Going synchronous

I was driving home from DU today, where Ben Casnocha and I did a tag-team guest lecture (also known as “winging it”) in a class on entrepreneurship.

Right afterward, I had a “quick” board call to discuss one issue that ended up taking 20 minutes. This issue was really just approval of a major decision and everyone just wanted to hear each other say “ok” out loud. It had taken us a while to arrive at a short notice time that we could all sync up on the phone, and we made one poor assistants life difficult trying to sort it out.

There were 4 or 5 people on the call, many coming and going with dropped calls. I was driving, so I had to mute often to keep everyone from hearing the roar of my car. People came back on the call to address the last statement that was made, which the conversation had already moved away from. At one point I laughed out loud as a key word in a very key statement in the conversation was “dinged” out by a rejoining caller, almost as if it were a curse word.
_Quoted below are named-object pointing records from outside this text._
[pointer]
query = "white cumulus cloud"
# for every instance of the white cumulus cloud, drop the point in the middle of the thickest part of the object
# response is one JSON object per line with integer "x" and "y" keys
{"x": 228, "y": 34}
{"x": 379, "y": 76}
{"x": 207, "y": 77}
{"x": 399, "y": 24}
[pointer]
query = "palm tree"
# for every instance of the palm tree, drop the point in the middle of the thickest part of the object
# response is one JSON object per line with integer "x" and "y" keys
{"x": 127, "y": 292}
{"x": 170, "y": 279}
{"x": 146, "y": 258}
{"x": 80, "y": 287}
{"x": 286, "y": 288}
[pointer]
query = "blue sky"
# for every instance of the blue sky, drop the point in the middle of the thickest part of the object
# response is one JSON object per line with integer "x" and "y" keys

At the end of the call, Ben asked “Do you really find that to be more effective than email?” I thought about that for a minute and I think that it was certainly just as effective (the end result was the same), but nowhere near as efficient as say, email.

Ben recently said that email is not a collaboration medium (or at least it shouldn’t be). I would tend to agree. So I think it should be up to the meeting organizer to make sure there is a need for collaboration before going to a synchronous solution. In this case, there was no debate that couldn’t have easily occurred just as easily by email, and no “yes” vote that couldn’t have been cast that way.

I did a conservative estimate, and I think what could have occurred in 10 minutes of combined effort asynchronously instead occurred with about 100 minutes of combined effort synchronously. So in this case, email would have been an order of magnitude more effective, not to mention convenient. Sure, the end result might have been that we really needed to have a call, and figure some stuff out. But in this case, it really wasn’t one of those situations.

TIP: Aside from the Police album, synchronicity usually sucks. With a known nomadic group and existing strong relationships, reserve it for truly collaborative efforts.